“[…] After my sister, who was a year older, died at age 8, I thought it might have been better to take my life. I may have. If only I knew of a way to do it. Thankfully, the Internet wasn’t a thing back then or I might have googled it.
“[…] In the second, more recent scenario, fairly recently, in my adult life, I lost my job. Retrenchment. I was unable to pay my mounting bills, the bank closing in with daily calls and no apparent room to empathise with my harsh reality in a shrinking job market…”
The following Letter to the Editor, which candidly discusses two dark periods in a lady’s life, was submitted to Wired868 by Debra Johnson who says it is NOT fiction:
I recall first having suicidal thoughts at a very young age.
I was still a pre-teen in a family arrangement being raised by a stern, oppressive, punitive guardian who only pointed out bad things about me. In addition, I was not protected from sexual abuse. In one instance, my abuser, being a favoured, blue-eyed one, received more cover.
There was no safe haven, no place of trust so I had to keep all of it within and process it. I felt unloved, unworthy, and worthless.
After my sister, who was a year older, died at age 8, I thought it might have been better to take my life. I may have. If only I knew of a way to do it.
Thankfully, the Internet wasn’t a thing back then or I might have googled it…
The fact that my sis was the ‘good one’ and I was, well, the one who ‘gave trouble’ and ‘made them talk’ didn’t make things any easier. I remember someone actually telling me that I was the one who should have died because Bonnie was just so good while I, Miss Question Everything Debbie, was just sooo bad.
I felt as if I was completely alone, without options.
The other adults in my life all knew about the oppressive guardian. But they probably figured, “It can’t be THAT bad. She’ll survive. After all, didn’t we?”
They had options, had their own parents and homes. Fraulein Hitler was my home. I couldn’t escape—or so I thought—until I actually did!
Patricia Matthews will remember!
In the second, more recent scenario, fairly recently, in my adult life, I lost my job. Retrenchment. I was unable to pay my mounting bills, the bank closing in with daily calls and no apparent room to empathise with my harsh reality in a shrinking job market.
I again had thoughts of suicide, serious thoughts.
I didn’t want to bother anyone with my troubles.
But I thank God for Jesus Christ and for my beloved, who bothered to bother himself and help me navigate the troubled waters one day at a time…
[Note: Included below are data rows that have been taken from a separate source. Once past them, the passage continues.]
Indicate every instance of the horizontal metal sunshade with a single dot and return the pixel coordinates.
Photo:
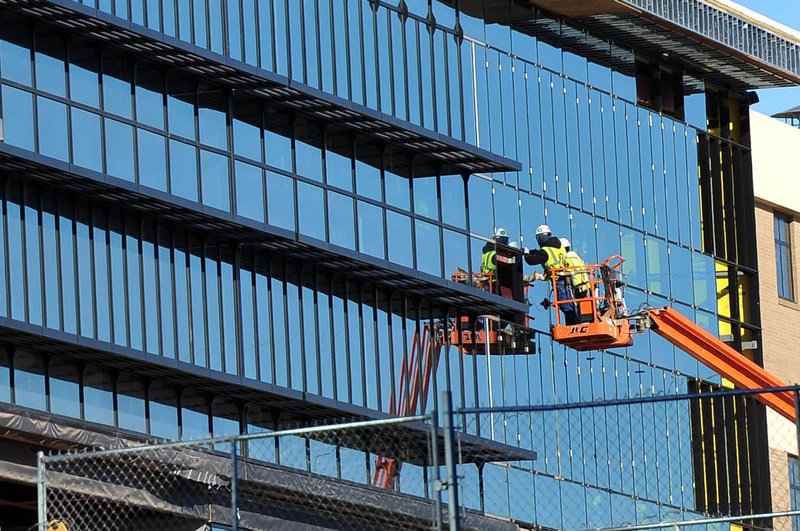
(433, 152)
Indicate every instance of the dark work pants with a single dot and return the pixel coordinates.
(564, 292)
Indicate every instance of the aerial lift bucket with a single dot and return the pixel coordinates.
(602, 322)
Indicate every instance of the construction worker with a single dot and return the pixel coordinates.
(550, 255)
(579, 275)
(489, 256)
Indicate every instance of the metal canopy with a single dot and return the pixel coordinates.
(705, 37)
(794, 112)
(346, 262)
(433, 153)
(293, 408)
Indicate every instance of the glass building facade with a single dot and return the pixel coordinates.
(609, 158)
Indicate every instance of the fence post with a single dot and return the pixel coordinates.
(234, 486)
(438, 484)
(41, 493)
(797, 415)
(450, 461)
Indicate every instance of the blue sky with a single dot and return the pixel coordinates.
(786, 12)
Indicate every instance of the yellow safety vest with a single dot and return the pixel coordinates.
(580, 275)
(555, 258)
(487, 262)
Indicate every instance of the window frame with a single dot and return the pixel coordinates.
(787, 285)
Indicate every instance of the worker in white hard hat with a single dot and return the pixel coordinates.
(489, 252)
(579, 275)
(550, 255)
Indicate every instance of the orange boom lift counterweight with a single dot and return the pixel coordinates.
(605, 322)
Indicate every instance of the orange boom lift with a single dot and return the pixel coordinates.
(605, 322)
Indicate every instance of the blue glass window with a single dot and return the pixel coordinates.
(340, 220)
(180, 108)
(131, 404)
(15, 55)
(29, 380)
(278, 149)
(117, 74)
(783, 256)
(213, 128)
(183, 169)
(64, 388)
(215, 180)
(399, 236)
(98, 398)
(246, 134)
(84, 81)
(280, 201)
(119, 149)
(17, 118)
(249, 191)
(150, 97)
(312, 211)
(50, 66)
(86, 140)
(163, 406)
(52, 127)
(152, 160)
(370, 229)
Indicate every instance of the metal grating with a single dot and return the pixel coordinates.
(434, 152)
(293, 247)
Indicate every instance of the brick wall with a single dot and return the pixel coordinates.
(780, 321)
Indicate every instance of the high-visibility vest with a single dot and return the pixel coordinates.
(580, 275)
(487, 262)
(555, 258)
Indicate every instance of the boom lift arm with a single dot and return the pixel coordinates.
(718, 356)
(605, 322)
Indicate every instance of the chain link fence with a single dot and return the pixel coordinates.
(318, 477)
(704, 459)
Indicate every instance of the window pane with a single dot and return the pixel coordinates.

Today, it might be easy for some to judge those for whom suicide seemed like the only way out.
I pray that hope and courage will never be far away from those who, for whatever reason, find themselves in a place of utter despair.
May we remember to be our brother’s keeper.
As I reflect on these two dark realities of my life, I recognise and acknowledge that they have both activated my empathetic core, made me sharply sensitive to:
- Children and the sometimes masked signs of despair or abuse.
- People who are struggling financially or just feeling inundated by the burdens of life.
I am grateful to be a survivor of these overdoses of dark despair. My pain has not been in vain.
I thank God for seeing me through each crisis and for not letting the enemy triumph over me.
I don’t know how my story will end but by the power of Almighty God in Whom I live, move and have my being, nowhere in its chapters will it read, ‘She gave up’.